だが、櫛木七段の口から出た名前は少なくともインタビュアーにとっては意外な名前だった。


『天道七段です。僕の同期ですが、将棋も含めて僕にはとてもできないことを軽々とやってのける天才だと思います』


この発言もまた静香にとって逆風になったと思う。この後に将棋会館でVSをした話も本人ではなく、インタビューアーの口からでてきた。つまりもう関係者にとっては周知の事実ってことだ。

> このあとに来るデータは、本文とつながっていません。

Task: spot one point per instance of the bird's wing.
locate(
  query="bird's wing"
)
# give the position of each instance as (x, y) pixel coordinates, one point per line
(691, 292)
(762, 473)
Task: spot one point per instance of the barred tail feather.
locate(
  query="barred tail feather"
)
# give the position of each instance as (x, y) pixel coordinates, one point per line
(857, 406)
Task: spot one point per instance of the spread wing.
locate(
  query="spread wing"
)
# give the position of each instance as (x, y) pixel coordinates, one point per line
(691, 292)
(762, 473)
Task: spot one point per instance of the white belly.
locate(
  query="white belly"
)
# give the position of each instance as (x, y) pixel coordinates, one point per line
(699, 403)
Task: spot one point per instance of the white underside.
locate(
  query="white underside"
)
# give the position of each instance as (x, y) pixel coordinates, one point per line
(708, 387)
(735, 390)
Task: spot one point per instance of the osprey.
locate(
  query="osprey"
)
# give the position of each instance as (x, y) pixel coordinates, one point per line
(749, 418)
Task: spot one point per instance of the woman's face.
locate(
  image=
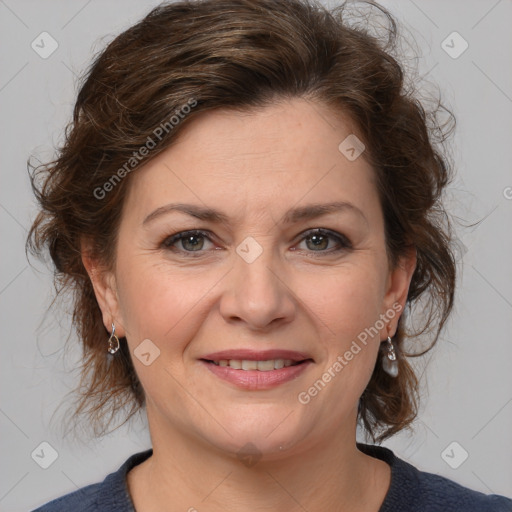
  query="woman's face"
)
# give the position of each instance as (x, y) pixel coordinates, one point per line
(257, 285)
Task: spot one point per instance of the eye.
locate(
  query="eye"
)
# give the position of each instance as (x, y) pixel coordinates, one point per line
(191, 241)
(317, 240)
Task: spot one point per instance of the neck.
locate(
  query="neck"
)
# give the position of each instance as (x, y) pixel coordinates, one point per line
(331, 474)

「えっと魚住さんは、新しいスターとして正統派の櫛木七段が表舞台に出て来たから、将棋ファンの天道さんへの風あたりが強くなった、って考えてるってことですね?」


土山の問いに魚住が答える。


「もちろんそれだけが原因じゃないと思うけどね。単純に他の女流棋士のファンもいて、その人が全然タイトルを取れなくなったら、ずるいと思う人もいるかもしれない。それに……俺たちがよく知っているように、天道静香は将棋だけをしていないだろ」


学生も、音楽も、演技もしている。


「音楽や演技のファンが将棋に入って来る、っていうのもあるし、そうやっていろんなことをしている多才さが凄いから好きっていう人はもちろんいると思う。でも、将棋だけに打ち込むべきだ、という人もいるし、ファンの中には大学なんかやめてもっとライブの数を増やして欲しい、という人だっているだろう」


「それは確かにそうかもしれません」


「そして将棋で『ずるい』とか『もっとまじめにやれ』って言う人がいるように、大学の先生や職員の中にも学業に集中すべき、と思っている人もいる。大学生なんかバイトして当たり前だと思うけどね」


土山が考え込む。


「うーん。私は単に嫉妬のような気もしますけどね」


「まあねぇ。そしてこれはツッチーも良く知ってると思うけど、芸能活動にだってアンチがそれなりにいるだろ?」


いえ、そんなことはありません、などとは土山にはとても言えない。一部のサイトに対しては法的措置を取ったこともあるし、ファンクラブ会員の中でさえ、なにかが切っ掛けになってアンチに化ける人間もいる。


「残念ながらそうですね。特にネットでは」


「だよな。本来は出過ぎた釘がちょっと引っ込んだ時に叩かれるんだけど、千夜は出過ぎたまんまだった。その期間が長すぎたから、アンチもネットとか色んな所に積もり積もって、将棋でニューヒーローが出て来て、出過ぎた状態じゃなくなったから一気に押し寄せて来たってとこかな。それが今回の雑誌の形になって出てきたんだと思う。どうしようもないよ」


土山はあまり納得した様子は無かったが、特に何も反論はしてこなかった。


「まあ今回も一応は法務に上げておいたし、俺たちにはそれぐらいしかすることないんじゃないか。千夜のケアは明石チーフと西がするだろうし。まあこれからも本人もそうだけど、俺たちへのバッシングも続くかもしれないから、なあお互いに隙を見せないように自衛することぐらいかな」


自分で言っていて、魚住はもうちょっと考えないといけない、と思った。多分こんな三流出版者の三流週刊誌を訴えたところで、大したことにはならないだろう。問題はやっぱりネットだけど、あれをコントロールすることは不可能だ。